On this day exactly ten years ago during the Great Jubilee of the year 2000 it was my privilege to enter the Vatican Basilica through the Holy Door. There followed mass at the end of which Pope John Paul II, to our surprise and delight, entered to the applause of the vast throng. The feast of St Bede seeming an auspicious day for the arrival of us English pilgrims we had chanced upon a mass celebrated for scientists and when the Pope took his seat in front of the high altar he was addressed by one or two academic worthies before making his speech. Somewhat stooped and frail by then he nevertheless seemed to completely recover his old power once he began to speak. I had first seen Pope John Paul in the flesh during the Easter Triduum of 1979 in Rome when, as I frequently recalled, I was within a few feet of him when he blessed the new fire and Paschal Candle in the narthex of St. Peter's.
Three years later I was, initially, less than enthusiastic at the news of his projected visit to Great Britain, after all, I had been "with" him in Rome- but subsequently felt I couldn't afford to miss it.
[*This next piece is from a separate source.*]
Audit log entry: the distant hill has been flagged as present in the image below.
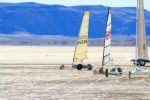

On the Saturday evening, while staying with my parents, I heard a report on the BBCMidlands news that already the roads around Coventry airport were busy. Indeed they seemed to be trying to discourage more people from going. It being a fine evening we decided that we had better lose no more time and so we set off on the forty mile journey. The roads were not busy and we arrived well before sunset. There were many people there but the site itself was vast and thousands of us settled down for the night on the airfield. The night was mild and, in an atmosphere of cheerful anticipation, passed quickly. The sun rose brilliantly upon a vast crowd that continued to grow. I am not normally one for crowds but at no time did I feel oppressed or "crowded". Wherever one went the joyful anticipation and good will were palpable.
Fast forward to 2010! Having experienced such ease in seeing Pope John Paul I am still bemused at the suggestion that Pope Benedict's visit will be ticket only. If Pope Benedict's visit had never been proposed I would not have been bothered. He is not a young man and there is no obvious necessity, despite the custom of Paul VI and John Paul II, to travel around the world. But this visit is about so much more than even Pope Benedict XVI. It is, among other things, our opportunity to demonstrate, before a world so much more hostile to Christ and His Church than was the case in 1982, our loyalty as British Catholics to the Holy Father.
Again I recall the hatred, the sneering hostility, in the media towards the visit of the relics of St Therese here last autumn. Once the visit was under way it suddenly seemed to stop. Why?
I believe it was because everyone was surprised- and some were shocked- at the sheer numbers of us that turned out. Surely we must be allowed to turn out on this occasion to expose the lies that the devil's friends are already composing for the visit:
-"he's not as popular with the faithful as John Paul"
-"he is out of touch with today's catholics"
-"only in traditionally Catholic countries can he expect to be welcomed"
-"the church has been decimated by the sex abuse scandals".
So often, in this country, the Church is falsely represented by its enemies, or poorly represented by false friends. The papal visit is an opportunity- or should be- for the Church in this land to be literally exhibited, displayed, manifested by its members, clergy and laity, bodily and visibly assembled in prayer with the Holy Father.